In the sentence It is raining, Merriam-Webster states (In reference to it):

used as subject of an impersonal verb that expresses a condition or action without reference to an agent

In other words, it has no identifiable character in this context.

0

Just musing ...

Suppose your child says "My friend Sally's dog died," and you reply, "Yes, it is sad." Who or what is being "sad"? Sally may be sad, but your comment isn't really about Sally. The dog isn't sad -- he's dead. (Or if dogs have immortal souls, maybe he's sad and maybe he isn't, but in either case that's not what you're trying to say.) Really you're saying that the fact that pets die is a thing that causes general sadness for humanity.

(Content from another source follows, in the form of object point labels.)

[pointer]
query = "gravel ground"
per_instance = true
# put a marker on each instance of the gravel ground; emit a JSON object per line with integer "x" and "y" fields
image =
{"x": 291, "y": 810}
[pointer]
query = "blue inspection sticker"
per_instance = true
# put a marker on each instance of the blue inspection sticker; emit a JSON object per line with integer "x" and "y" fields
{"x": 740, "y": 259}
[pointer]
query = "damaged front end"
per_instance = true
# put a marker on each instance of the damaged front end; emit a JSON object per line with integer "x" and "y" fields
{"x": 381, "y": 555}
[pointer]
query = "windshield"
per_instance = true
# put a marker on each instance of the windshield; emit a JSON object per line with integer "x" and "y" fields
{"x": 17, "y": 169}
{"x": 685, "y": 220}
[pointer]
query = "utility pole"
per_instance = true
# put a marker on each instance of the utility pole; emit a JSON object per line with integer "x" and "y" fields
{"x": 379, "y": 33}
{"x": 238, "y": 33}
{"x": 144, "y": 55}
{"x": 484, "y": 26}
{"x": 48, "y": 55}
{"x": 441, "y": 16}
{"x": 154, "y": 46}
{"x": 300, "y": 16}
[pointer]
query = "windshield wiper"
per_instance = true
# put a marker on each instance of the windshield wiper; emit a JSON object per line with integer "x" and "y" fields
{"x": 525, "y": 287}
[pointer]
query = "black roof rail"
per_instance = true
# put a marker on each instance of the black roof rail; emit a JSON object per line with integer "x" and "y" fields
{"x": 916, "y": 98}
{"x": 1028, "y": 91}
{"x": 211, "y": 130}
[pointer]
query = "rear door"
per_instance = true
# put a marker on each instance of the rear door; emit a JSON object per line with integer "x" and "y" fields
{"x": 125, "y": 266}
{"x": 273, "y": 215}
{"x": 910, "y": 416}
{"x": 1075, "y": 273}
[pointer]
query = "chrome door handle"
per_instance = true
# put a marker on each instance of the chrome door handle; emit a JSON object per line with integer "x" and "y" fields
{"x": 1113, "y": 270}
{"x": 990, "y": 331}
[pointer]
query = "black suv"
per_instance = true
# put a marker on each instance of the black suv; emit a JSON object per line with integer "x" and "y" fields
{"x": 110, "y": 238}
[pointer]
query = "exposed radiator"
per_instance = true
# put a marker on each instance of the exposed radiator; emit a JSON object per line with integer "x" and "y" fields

Or if a physics teacher asks, "Do you understand why photons cannot penetrate an opaque barrier?", a student might reply, "It is clear." What is "it"? Certainly the opaque barrier is not "clear". :-) Myabe the concept being discussed is clear. Maybe in this case you could say that "it" is "my understanding of the concept being discussed".

One could go on with other examples. My point is that in such sentences, "it" is a very amorphous word, I don't think you could pin down a single thing for it to refer to in any such sentence. Rather, the reader is supposed to intuit it from the context.

-3

Here it can refer to a condition that something is happening, i.e. rain.